The Truth Commission finds that Santrich’s arrest exacerbated existing concerns among factions of the FARC about the laying down of weapons. It says that Márquez and Santrich believed a gradual process of disarmament should be undertaken over several years, rather than in three relatively quick steps as favoured by the wing of the FARC headed by Rodrigo ‘Timochenko’ Londoño. This widened existing divisions over the direction of the newly founded FARC political party created in the peace agreement. In the end, the laying down of weapons was carried out relatively quickly.

‘The Santrich case also became the symbol of legal insecurity for the FARC because it was a reminder, especially for the Márquez sector, that they were vulnerable and could end up in jail in the United States,’ says the Truth Commission. The sense of legal insecurity was reinforced by the efforts in March 2019 of then-president Iván Duque, whose election campaign openly opposed the peace agreement and the FARC’s participation in congress, to make unilateral changes to the Special Jurisdiction for Peace, the agreement’s transitional justice court which established the legal status of former FARC guerrillas. Duque’s attempted changes were blocked in the congress.

According to the Truth Commission, ‘[a]ll these ingredients came together to form a plan of rearmament among those who distrusted the peace process. And the capture of Santrich was the trigger of this distrust.’ It highlights how other former FARC combatants were participating in the peace process but withdrew as the legal proceedings against Santrich generated concern among former combatants that they could also be targeted by Colombian or US authorities. To them it appeared, as the Truth Commission notes, that although the FARC had reached an agreement with the Colombian state, this did not guarantee that the US would not seek their legal prosecution. Without formal training, qualifications or vocational experience, a lack of options saw some former guerrillas enter the ranks of so-called ‘dissident’ groups.

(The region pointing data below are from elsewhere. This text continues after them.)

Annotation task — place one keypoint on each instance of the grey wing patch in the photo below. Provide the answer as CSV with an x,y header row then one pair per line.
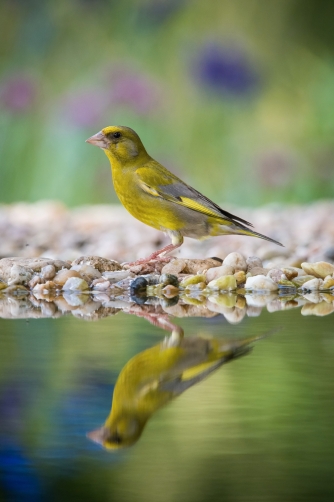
x,y
178,189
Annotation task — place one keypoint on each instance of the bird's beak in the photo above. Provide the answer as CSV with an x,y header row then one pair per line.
x,y
98,435
98,139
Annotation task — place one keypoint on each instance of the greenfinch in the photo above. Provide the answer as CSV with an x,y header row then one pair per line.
x,y
156,376
155,196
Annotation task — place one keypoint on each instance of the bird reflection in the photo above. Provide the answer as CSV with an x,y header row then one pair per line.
x,y
157,375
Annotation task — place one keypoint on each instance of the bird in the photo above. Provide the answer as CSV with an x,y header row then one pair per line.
x,y
156,376
158,198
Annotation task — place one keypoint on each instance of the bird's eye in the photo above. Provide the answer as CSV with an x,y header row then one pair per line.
x,y
116,438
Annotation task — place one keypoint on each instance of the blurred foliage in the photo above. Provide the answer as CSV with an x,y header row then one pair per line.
x,y
258,429
235,97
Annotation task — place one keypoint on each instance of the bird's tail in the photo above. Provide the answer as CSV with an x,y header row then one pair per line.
x,y
246,231
233,227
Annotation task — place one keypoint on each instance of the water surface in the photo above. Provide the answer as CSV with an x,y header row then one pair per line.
x,y
259,428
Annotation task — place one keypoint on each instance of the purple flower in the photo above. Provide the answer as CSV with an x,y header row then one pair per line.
x,y
85,109
225,69
133,89
17,93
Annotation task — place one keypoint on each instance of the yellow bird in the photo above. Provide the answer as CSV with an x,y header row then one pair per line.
x,y
155,196
158,375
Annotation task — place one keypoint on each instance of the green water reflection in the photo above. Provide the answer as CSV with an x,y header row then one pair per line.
x,y
257,429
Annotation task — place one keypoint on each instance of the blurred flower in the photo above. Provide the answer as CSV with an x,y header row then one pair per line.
x,y
276,168
225,69
17,93
134,89
156,12
85,109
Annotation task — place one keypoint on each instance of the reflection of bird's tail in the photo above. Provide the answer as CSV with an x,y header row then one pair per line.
x,y
237,348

Following Santrich’s arrest, Márquez abandoned his congressional seat and, shortly afterwards, removed himself from public view. The JEP ordered Santrich’s release in May 2019 after US authorities failed to produce requested evidence over when the alleged crimes took place. Santrich briefly went to the Tierra Grata reincorporation zone in César, northern Colombia, and from there to whereabouts unknown. In August 2019, Santrich and Márquez appeared in a video among a group of armed men wearing military-style attire. Márquez announced they were withdrawing from the peace process and returning to armed struggle. The video received wide media coverage in Colombia and saw both men ejected from the JEP where they had been slated to provide testimony about their roles in the conflict.

With 342 former FARC guerrillas murdered in the six years since the signing of the peace agreement in November 2016, the Truth Commission warns that the spread of ‘dissident’ groups (of which there were 23 in 2022) ‘impacts directly on the security of signatories to the Agreement and, by this measure, represents a continuation of cycles of violence.’ Colombian authorities have released figures showing ‘dissident’ groups to be responsible for a significant proportion of attacks against former guerrillas in the peace process. The Truth Commission attributes Santrich’s arrest as a direct factor in the expansion of ‘dissident’ groups.

On 12 May 2021, the Supreme Court greenlighted the extradition of Santrich. This followed the JEP’s expulsion of Santrich in September 2019 over his rearmament one month earlier, a move which nullified legal protection from extradition. With the US warrant still active, the courts ruled that he could be sent there to stand trial. However, Santrich was killed five days later in an armed raid whose circumstances remain publicly unclear, as does the identity of who was behind the operation.